The distinction between “nofollow” and “do follow” links has often been a central point of discussion in terms of content creation. Indeed, it has affected search engine optimization (SEO) strategies since Google’s introduction of the nofollow tag dates back to 2005. It now affects digital marketing and backlink strategies in various ways, as well as crawling and indexing since March 2020. With its significance in mind, let us explore the subject of nofollow links vs. follow links in appropriate depth.
As briefly highlighted above, Google introduced the “nofollow” tag in 2005 to tackle spam and black hat tactics. In contrast, follow or dofollow is most often the default state of links, which continues to be the case today.
The practical difference between the two hinges on PageRank, a weighed point system Google uses to determine page authority. As Google tracks the quality of links that point to a website, it transfers authority to linked content. Essentially, “nofollow” tells Google that the website that contains the link does not endorse the link in question, preventing undue “link juice” transfers, as SEO marketers colloquially refer to the phenomenon. SEO agencies, SEO articles, and even the leading online SEO training courses all stress this in no uncertain terms.
NoFollow links vs Follow links: how they look
While most content management systems (CMS) like WordPress provide such tag options, identifying them in the HTML code is simple.
A do follow link looks like this:
<a href=”https://example.com”>example anchor text</a>
Instead, a nofollow link will look like this:
<a href=”https://example.com” rel=”nofollow”>example anchor text</a>
The stark difference lies in the rel=” nofollow” tag before the link’s anchor text. If you need to manually tag a nofollow or identify nofollow links in other pages’ content, that’s the key to do so.
Finally, as of September 2019, there are 2 new tags along the same conceptual grounds as nofollow. Those are sponsored links and user-generated content (UGC) links. The tags for these attributes look like this:
- Sponsored: <a href=”https://example.com” rel=”sponsored”>example anchor text</a>
- UGC: <a href=”https://example.com” rel=”ugc”>example anchor text</a>
Incidentally, Google does suggest using the nofollow tag if the above attributes don’t apply. However, the subject of nofollow links vs. follow links often hinges on just the dichotomy between the two “main” states.
NoFollow links vs. Follow links: ranking
As outlined above, the practical distinction between the two lies in rankings. Indeed, SEO audits will frequently focus on the nofollow tag to evaluate backlink health. The two affect a page’s ranking in search engine results pages (SERPs) in contrasting ways.
Through PageRank, linked websites will acquire “link juice” from authoritative websites through (do)follow links. In turn, this will at times affect page authority (PA) and domain authority (DA), which frequently affects SEO.
To address this, the nofollow tag prevents this transfer and potential penalties to the linking websites. It bears repeating that the nofollow tag’s introduction aimed to tackle black hat SEO strategies such as spam. Thus, the nofollow tag allows websites to state to Google that they disavow the links in question without deleting them.

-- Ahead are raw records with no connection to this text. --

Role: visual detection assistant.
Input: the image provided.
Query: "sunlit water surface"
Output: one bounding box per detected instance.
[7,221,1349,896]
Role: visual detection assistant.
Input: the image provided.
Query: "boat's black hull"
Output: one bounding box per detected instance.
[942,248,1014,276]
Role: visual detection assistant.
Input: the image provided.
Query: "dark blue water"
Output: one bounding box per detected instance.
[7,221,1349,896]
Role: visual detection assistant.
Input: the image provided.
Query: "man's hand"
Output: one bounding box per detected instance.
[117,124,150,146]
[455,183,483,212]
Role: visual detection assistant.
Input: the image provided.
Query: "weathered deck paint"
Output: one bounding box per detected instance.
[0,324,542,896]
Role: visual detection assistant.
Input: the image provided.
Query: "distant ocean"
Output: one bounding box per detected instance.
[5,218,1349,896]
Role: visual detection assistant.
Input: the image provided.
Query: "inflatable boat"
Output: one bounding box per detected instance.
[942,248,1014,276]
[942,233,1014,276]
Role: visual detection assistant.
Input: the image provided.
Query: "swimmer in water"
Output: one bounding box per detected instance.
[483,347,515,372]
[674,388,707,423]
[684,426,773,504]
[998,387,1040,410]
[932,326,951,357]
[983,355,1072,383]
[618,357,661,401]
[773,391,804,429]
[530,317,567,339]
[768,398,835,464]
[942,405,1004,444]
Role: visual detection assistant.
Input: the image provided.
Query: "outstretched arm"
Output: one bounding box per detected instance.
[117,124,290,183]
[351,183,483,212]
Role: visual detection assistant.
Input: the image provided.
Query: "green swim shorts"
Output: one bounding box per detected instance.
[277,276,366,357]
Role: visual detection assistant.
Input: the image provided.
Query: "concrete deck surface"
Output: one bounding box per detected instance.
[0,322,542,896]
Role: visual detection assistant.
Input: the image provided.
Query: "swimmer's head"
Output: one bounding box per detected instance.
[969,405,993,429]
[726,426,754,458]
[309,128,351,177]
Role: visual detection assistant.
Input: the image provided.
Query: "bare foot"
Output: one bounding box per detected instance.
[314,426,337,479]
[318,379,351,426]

NoFollow links vs. Follow links: indexing and crawling
Similarly, nofollow affects indexing and crawling. Search Engine Journal reported that Google’s March 2020 update would treat it as a “hint”, citing Google’s own announcement. However, this is still a far less valuable distinction to make.
Instead, crawling and indexing will continue to depend on robots.txt and complementary strategies. Nofollow may indeed prevent a page from being crawled through a link, but it won’t prevent crawling by other means. Instead, using noindex tags to avoid the indexing of your own pages can have this result.
- Specific page HTML header section: <meta name=”robots” content=”noindex, follow”>
- X-robots-tag HTTP header: X-Robots-Tag: noindex
Of course, nofollow tags may still complement noindex tags and robots.txt blocks. Google itself stated that “pages blocked in robots.txt won’t be crawled, but still might be indexed if linked to by another page.”
The value of nofollow links
Having highlighted their fundamental differences, we must make a final point. Nofollow links may discourage digital marketers, but they still belong in healthy backlink strategies that yield digital growth. Consider the following factors:
Nofollow links still get traffic and thus generate inbound traffic and brand exposure.
- Trust building
Nofollow links are still visible to audiences, helping build trust through exposure.
- A healthy backlink profile
Having many (do)follow links and few to no nofollow links may appear unnatural. In turn, this may raise suspicions and incur penalties by Google.
To summarize, nofollow and follow links are substantially different and have distinct effects on SEO and SERP rankings. However, both generate traffic, and a balance of both helps build healthy backlink profiles.